Un'operazione di salvataggio complessa e meticolosa

Divenne presto evidente che i metodi convenzionali non sarebbero stati sufficienti. Furono chiamate aziende specializzate per fornire attrezzature pesanti in grado di creare un punto di accesso sicuro. Martelli pneumatici, seghe circolari, mazze e persino un martello demolitore furono utilizzati per tagliare gradualmente la soletta di cemento, sotto la costante supervisione delle squadre di soccorso. Ogni movimento doveva essere preciso, poiché il minimo errore avrebbe potuto causare lo spostamento improvviso della struttura o ferire l'animale già indebolito. L'operazione si svolse in condizioni estenuanti. Il freddo intenso ostacolava il lavoro dei soccorritori, mentre l'acqua gelida esponeva il cavallo a un crescente rischio di ipotermia. I vigili del fuoco mantennero un contatto visivo costante con l'animale, cercando di rassicurarlo e monitorarne le condizioni generali durante le lunghe ore necessarie per creare un'apertura sufficiente.

Dopo più di cinque ore di sforzi ininterrotti, si è potuto dare inizio alla fase decisiva.

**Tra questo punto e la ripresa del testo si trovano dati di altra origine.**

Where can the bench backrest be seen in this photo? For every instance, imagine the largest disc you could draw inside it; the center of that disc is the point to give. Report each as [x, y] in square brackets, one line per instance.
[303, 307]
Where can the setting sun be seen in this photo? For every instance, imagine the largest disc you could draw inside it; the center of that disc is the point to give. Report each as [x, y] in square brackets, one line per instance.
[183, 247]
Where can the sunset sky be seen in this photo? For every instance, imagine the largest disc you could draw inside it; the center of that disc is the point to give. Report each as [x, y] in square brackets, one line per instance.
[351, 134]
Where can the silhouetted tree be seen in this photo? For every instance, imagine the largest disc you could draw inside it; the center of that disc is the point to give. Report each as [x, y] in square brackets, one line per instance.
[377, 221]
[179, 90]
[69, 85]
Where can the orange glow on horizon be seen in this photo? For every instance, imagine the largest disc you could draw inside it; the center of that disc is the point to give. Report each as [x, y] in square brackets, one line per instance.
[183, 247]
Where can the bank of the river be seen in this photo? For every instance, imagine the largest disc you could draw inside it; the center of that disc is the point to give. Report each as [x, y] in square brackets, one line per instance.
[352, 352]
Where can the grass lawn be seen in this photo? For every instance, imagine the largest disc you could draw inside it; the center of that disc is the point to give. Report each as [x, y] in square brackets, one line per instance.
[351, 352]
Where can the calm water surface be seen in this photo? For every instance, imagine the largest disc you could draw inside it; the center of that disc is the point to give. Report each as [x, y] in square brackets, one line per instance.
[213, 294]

Una volta liberato l'accesso, è stato utilizzato un dispositivo di sollevamento per estrarre delicatamente il cavallo, evitando qualsiasi strattonamento improvviso. L'animale è stato finalmente estratto dalla fossa, con grande sollievo dei soccorritori e dei responsabili dell'allevamento. I primi esami veterinari hanno dato risultati rassicuranti. Il cavallo presentava una lieve ipotermia, conseguenza diretta della prolungata esposizione all'acqua fredda, ma non sono state rilevate fratture apparenti. Data la potenziale forza della caduta e la durata dell'operazione, l'esito sembrava quasi miracoloso. Il cavallo, di nome RamsesIl cavallo, di 20 anni, è un ex cavallo da corsa ora in pensione, sopravvissuto a un incidente che avrebbe potuto rivelarsi fatale. Per la squadra di soccorso, questo intervento illustra la crescente complessità delle operazioni di soccorso animali, che richiedono competenze specifiche, risorse tecniche significative e un coordinamento impeccabile. Al termine di questa impegnativa serata, tutti i soggetti coinvolti sono concentrati principalmente sul risultato: un animale vivo, salvato grazie a uno straordinario sforzo collettivo.